Second, I memorized and studied by repetition. I tried to learn things by reading and rereading my notes or texts. You might do try to learn things by making flashcards or recordings that you review repeatedly. Either way, that’s the hard way. The easy way to memorize that knowledge is by doing something with it. Teach it to someone else. Repackage it as an infographic or skit. Make a crazy story or mnemonic with it. Spray paint it on the wall of the police station. These are all ways of learning that are much more effective than repetition. Although that last one might have other drawbacks, and could result in a lot of time alone in a jail cell with a guy named “Three-finger Sal.” See my ebook, Secrets Smart Students Know, or free video for more on avoiding this study mistake.
Third, I didn’t get help often enough. Note: this particular mistake seems mostly to afflict those of us with Y-chromosomes. I don’t know about you, but I hated asking for help in college. I hated it like Barbies hate firecrackers. Like nudists hate splinters. Like babies hate doctors in clown outfits. I wouldn’t go to the prof’s office hours. I wouldn’t go to tutoring. I wouldn’t even check the interwebs–the lovely, lovely, interwebs. If I had trouble, I muscled through it. That’s what Ron Swanson would do. And sometimes that strategy pays off. But often it just wastes time; time you could spend waxing your mustache, building suspension bridges, or eating fried pig. So go get help sooner rather than later. Chances are there is a better explanation of that tough topic online or at your local tutoring service than the one your professor provided. And face it; you’ll never be as manly as Ron Swanson anyway. Or Ron Burgundy. Sigh.

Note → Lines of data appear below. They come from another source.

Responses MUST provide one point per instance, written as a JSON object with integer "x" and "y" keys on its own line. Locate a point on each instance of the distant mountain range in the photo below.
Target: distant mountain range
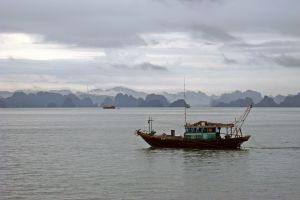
{"x": 126, "y": 97}
{"x": 50, "y": 99}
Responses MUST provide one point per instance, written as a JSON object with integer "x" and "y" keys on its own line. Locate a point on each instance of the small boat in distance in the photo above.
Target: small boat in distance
{"x": 109, "y": 107}
{"x": 200, "y": 135}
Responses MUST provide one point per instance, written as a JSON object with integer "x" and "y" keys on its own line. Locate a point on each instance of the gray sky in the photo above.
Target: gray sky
{"x": 218, "y": 45}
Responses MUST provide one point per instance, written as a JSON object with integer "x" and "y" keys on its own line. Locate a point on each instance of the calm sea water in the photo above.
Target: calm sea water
{"x": 94, "y": 154}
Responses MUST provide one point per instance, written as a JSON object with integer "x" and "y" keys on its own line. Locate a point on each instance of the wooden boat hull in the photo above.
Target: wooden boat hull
{"x": 167, "y": 141}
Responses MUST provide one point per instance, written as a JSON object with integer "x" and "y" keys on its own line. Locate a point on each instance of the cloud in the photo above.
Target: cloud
{"x": 211, "y": 33}
{"x": 229, "y": 60}
{"x": 114, "y": 23}
{"x": 287, "y": 61}
{"x": 145, "y": 66}
{"x": 150, "y": 67}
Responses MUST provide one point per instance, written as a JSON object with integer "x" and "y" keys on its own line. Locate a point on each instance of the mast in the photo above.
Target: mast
{"x": 184, "y": 101}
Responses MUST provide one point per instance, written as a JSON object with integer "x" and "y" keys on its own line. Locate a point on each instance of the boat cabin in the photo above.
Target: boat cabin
{"x": 205, "y": 130}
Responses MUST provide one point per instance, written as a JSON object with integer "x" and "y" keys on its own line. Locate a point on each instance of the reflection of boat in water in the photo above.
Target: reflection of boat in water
{"x": 109, "y": 107}
{"x": 200, "y": 135}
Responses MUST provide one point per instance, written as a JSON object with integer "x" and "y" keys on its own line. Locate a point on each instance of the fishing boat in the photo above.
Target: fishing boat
{"x": 200, "y": 135}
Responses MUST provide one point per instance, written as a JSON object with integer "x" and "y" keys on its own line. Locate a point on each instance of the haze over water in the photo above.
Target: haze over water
{"x": 91, "y": 153}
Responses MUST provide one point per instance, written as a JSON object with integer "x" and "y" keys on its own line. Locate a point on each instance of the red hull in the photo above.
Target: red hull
{"x": 167, "y": 141}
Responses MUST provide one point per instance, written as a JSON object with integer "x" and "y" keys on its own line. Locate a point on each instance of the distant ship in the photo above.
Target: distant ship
{"x": 200, "y": 135}
{"x": 108, "y": 107}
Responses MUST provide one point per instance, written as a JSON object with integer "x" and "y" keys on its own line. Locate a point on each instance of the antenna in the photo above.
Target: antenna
{"x": 184, "y": 100}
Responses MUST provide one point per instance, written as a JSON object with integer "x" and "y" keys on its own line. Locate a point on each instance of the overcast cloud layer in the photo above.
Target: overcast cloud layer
{"x": 219, "y": 45}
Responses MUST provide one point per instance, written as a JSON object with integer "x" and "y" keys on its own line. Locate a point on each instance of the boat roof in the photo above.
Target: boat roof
{"x": 206, "y": 124}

Number Four. I didn’t read the text before the class. I went to class and suffered through my professors’ long-winded, ummm-filled, rabbit-trailed, half-mumbled diatribes. I only read the text much later, when I could avoid it no longer. That was unfortunate, because the text was almost always better organized than the professor’s lecture. It was also free of “ummms,” “uhhhs,” and other verbal place-holders. And it never wasted my time with asides on the faculty club’s unsatisfactory rendition of braised beef tips. If I had read the text first and taken notes from that, I could have used the book as my guide to make sense of the prof’s ramblings.
Finally, I didn’t plan my semester. I was a free spirit. I took life as it came. Zippity-doo-dah. Planning–thought I–is for those who are slaves to schedules. Planning is for those who prefer safety over spontaneity. Planning is for accountants, pizza delivery personnel, and people who enjoy 3-D jigsaw puzzles. I was a fool. I suffered for my foolishness, usually around the end of the semester when I had two papers, a research project, and three finals all come due on the same day. I. suffered. I could have avoided the pain with two simple tools. Two simple tools would have gotten me better grades, more free time, and the slumber of the blissfully unstressed. The first tool is a calendar. The second? A daily to-do list. Find out more here.
So avoid the mistakes most college students make. Plan your semester and your week. Read and take notes on your main texts before class. Get help from buddies, tutors, the internet, and your prof. Learn by working with the information rather than reviewing it over and over. And study in shorter more frequent bursts. If you avoid those common study mistakes, everything will go better. Bluebirds will sing as you walk by. Small woodland creatures will dress you each morning. Professors will bow to you in the hallowed halls of academia. And your grades will bring a tear of joy to your mother’s eye.